I’ve rarely talked with a musician who was able to articulate so clearly what it means to be a songwriter. Schultz spoke with ease about what it looks like, what it feels like, and how inexplicable the end result can be, how unexpected moments of listening and playing an instrument aimlessly can lead to full fledged songs. He had a way with words that allowed an outsider to truly look in and unpack the enigma of powerful songwriting.
The band, who will play at The Basement in Nashville on Friday, April 27, is in the midst of a several month tour across the United States. They’ve sold out a handful of their shows already, and have even had to change venues due to ticket demand at least once—and it’s probably fair to assume that the next time around, they’ll be booking venues much bigger than The Basement. Anyone who has spent some time at multiple concerts of the same band knows that shows vary from city to city, night to night, and song to song.
When we chatted about their live performances, it was easy to tell that the band is thrilled to be playing these shows, and that different songs come to life in various ways.
“It’s really fun to play ‘Stubborn Love’,” Schultz said, and described how he wanted the song to sound like you were in a church when people heard it. He went on to tell me a heartwarming anecdote about a time they played “Stubborn Love” for a group of students at a school in the Bronx –allowing the students to be a true ‘litmus test’ for the music.
As a listener, it’s easy to try to put a band into a genre or compare them to their predecessors, but Schultz spoke of some of the folks he’d love to have musical babies with, and it’s easy to understand why when he said Tom Petty, David Byrne, or Leonard Cohen.

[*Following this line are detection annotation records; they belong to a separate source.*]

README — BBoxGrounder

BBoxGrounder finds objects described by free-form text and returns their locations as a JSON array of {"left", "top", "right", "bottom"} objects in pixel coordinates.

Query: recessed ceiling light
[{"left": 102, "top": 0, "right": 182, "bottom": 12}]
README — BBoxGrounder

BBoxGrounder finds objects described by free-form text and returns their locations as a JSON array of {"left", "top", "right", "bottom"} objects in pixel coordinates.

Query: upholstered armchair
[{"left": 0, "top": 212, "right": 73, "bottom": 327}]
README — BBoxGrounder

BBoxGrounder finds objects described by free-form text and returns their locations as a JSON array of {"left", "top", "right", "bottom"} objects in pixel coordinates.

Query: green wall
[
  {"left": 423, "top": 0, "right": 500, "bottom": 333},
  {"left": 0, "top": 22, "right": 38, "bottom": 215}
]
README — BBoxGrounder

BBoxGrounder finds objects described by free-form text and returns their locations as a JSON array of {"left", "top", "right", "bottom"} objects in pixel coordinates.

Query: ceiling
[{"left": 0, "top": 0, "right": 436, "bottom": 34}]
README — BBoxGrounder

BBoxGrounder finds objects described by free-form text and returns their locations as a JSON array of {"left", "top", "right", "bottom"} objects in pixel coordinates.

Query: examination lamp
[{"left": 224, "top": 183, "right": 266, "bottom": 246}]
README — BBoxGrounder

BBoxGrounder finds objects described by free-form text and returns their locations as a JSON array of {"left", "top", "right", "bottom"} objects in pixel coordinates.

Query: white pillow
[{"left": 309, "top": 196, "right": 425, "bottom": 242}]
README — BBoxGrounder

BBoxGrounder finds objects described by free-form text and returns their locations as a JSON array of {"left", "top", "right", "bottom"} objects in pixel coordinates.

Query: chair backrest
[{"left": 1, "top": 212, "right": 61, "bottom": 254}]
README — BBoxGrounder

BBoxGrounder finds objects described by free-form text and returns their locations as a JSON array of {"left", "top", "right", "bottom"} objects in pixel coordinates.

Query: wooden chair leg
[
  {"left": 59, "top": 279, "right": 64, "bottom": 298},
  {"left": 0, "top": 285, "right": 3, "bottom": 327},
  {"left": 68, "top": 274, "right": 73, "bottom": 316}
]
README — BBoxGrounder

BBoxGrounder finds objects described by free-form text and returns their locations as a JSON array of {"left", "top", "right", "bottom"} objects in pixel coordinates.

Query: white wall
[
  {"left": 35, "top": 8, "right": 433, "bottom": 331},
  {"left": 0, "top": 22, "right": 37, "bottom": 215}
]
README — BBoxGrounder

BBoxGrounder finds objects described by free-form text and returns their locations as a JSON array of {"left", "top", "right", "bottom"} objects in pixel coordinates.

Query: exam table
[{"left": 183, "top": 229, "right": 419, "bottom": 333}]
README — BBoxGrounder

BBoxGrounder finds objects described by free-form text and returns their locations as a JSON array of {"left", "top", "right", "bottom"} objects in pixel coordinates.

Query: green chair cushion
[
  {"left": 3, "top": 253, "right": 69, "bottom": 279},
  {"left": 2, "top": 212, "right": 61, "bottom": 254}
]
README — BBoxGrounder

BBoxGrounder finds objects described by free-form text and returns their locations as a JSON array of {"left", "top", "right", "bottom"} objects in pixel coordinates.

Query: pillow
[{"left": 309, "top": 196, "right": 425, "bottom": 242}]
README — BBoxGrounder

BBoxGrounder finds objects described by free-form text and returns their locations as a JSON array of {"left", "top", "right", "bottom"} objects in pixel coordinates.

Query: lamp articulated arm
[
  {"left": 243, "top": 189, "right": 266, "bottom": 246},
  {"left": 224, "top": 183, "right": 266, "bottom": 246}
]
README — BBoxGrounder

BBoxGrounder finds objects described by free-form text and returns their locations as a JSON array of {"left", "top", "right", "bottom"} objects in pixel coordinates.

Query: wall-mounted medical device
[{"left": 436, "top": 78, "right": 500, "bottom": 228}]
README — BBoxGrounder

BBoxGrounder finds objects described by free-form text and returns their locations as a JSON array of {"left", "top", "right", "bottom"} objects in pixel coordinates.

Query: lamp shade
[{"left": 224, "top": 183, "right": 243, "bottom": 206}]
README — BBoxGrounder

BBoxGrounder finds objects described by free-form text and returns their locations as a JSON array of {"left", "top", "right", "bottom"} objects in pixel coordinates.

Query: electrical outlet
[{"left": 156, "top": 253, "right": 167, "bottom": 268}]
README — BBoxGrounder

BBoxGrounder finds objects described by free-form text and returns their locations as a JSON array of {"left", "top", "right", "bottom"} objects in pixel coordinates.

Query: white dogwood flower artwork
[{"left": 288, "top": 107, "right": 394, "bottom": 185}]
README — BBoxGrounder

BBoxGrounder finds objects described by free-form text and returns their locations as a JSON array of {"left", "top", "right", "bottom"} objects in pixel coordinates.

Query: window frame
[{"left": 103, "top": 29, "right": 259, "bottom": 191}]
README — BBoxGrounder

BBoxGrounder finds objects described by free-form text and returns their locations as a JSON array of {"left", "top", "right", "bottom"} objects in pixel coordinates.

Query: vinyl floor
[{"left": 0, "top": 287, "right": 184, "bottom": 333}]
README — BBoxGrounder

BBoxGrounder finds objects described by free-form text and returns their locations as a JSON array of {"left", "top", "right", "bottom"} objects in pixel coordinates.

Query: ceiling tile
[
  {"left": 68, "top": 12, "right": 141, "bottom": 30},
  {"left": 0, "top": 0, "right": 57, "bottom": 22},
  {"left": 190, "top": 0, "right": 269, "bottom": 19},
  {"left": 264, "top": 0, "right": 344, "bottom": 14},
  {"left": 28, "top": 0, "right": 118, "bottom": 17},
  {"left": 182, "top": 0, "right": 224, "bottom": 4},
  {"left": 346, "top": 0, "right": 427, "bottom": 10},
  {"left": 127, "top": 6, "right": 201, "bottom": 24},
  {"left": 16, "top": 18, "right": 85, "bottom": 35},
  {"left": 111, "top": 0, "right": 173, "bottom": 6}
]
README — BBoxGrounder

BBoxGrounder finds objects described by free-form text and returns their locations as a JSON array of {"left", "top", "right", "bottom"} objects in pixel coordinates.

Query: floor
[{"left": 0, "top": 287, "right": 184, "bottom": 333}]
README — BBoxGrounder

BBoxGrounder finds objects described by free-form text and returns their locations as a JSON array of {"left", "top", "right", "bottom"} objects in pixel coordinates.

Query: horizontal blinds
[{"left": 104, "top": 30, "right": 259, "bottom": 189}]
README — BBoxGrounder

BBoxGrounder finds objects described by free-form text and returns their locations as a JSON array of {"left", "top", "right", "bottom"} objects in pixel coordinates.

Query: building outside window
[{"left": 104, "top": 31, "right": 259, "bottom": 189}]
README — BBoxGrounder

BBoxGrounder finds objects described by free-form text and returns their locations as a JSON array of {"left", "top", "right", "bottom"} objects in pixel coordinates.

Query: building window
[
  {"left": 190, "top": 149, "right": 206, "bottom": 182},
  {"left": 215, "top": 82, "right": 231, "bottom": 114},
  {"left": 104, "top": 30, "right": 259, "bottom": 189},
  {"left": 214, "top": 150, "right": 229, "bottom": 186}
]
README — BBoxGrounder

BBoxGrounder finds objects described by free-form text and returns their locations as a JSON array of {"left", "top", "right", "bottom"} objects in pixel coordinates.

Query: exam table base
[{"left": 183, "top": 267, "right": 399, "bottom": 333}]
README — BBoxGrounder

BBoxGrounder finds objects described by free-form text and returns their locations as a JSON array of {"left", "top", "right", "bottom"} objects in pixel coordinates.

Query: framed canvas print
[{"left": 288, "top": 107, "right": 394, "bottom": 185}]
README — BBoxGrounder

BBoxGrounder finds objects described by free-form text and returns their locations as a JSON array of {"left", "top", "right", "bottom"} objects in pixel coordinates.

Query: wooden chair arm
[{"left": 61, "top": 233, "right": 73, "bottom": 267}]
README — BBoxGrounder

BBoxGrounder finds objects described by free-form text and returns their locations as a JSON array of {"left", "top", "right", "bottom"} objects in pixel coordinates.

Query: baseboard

After getting a chance to explore deep inside the heart and soul of The Lumineers’ songwriting, Schultz and I switched to a more casual conversation, unleashing the inane tidbits of information people often want to know—questions about English muffins, van activities, and, of course, what kind of drink you should order him after a show. So, we played a little game I like to call Rapid Fire. Interestingly enough, this game isn’t quite as rapid as you might think.
American Songwriter: Best Beatles Song?
I think “Eleanor Rigby” is the most impressive, but karaoke wise, it’s “Why Don’t We Do It In The Road.”
AS: Best after show drink?
Not whiskey. And not lemon drops [inside joke, guys]… I like Budweiser, or Stella.
AS: Weirdest place you ever wrote a song?
Walking my dog in the woods.
AS: Best van activity?
Sleeping, it’s too hard to explain this game we play (that, it turns out, isn’t actually all that complicated; furthermore, it should be noted that they have to listen to music, and they’ve been listening to lots of things, including, but not limited to: Nathaniel Rateliff, Ezra Furman & The Harpoons, Paleo, and Kid Cudi.)
AS: Best band you’ve heard in the past three weeks?
WS: I would say, to be fair, Y La Bamba. We toured with them on the West Coast; they’re based out of Portland.
AS: Anything else you want to add?
WS: We just got vinyl…
And just like that, after much thanks and some muffled goodbyes, we were off. Be sure to stop and see these guys somewhere on their tour, and bring cash to buy Wes a lemon drop shot and a vinyl for yourself.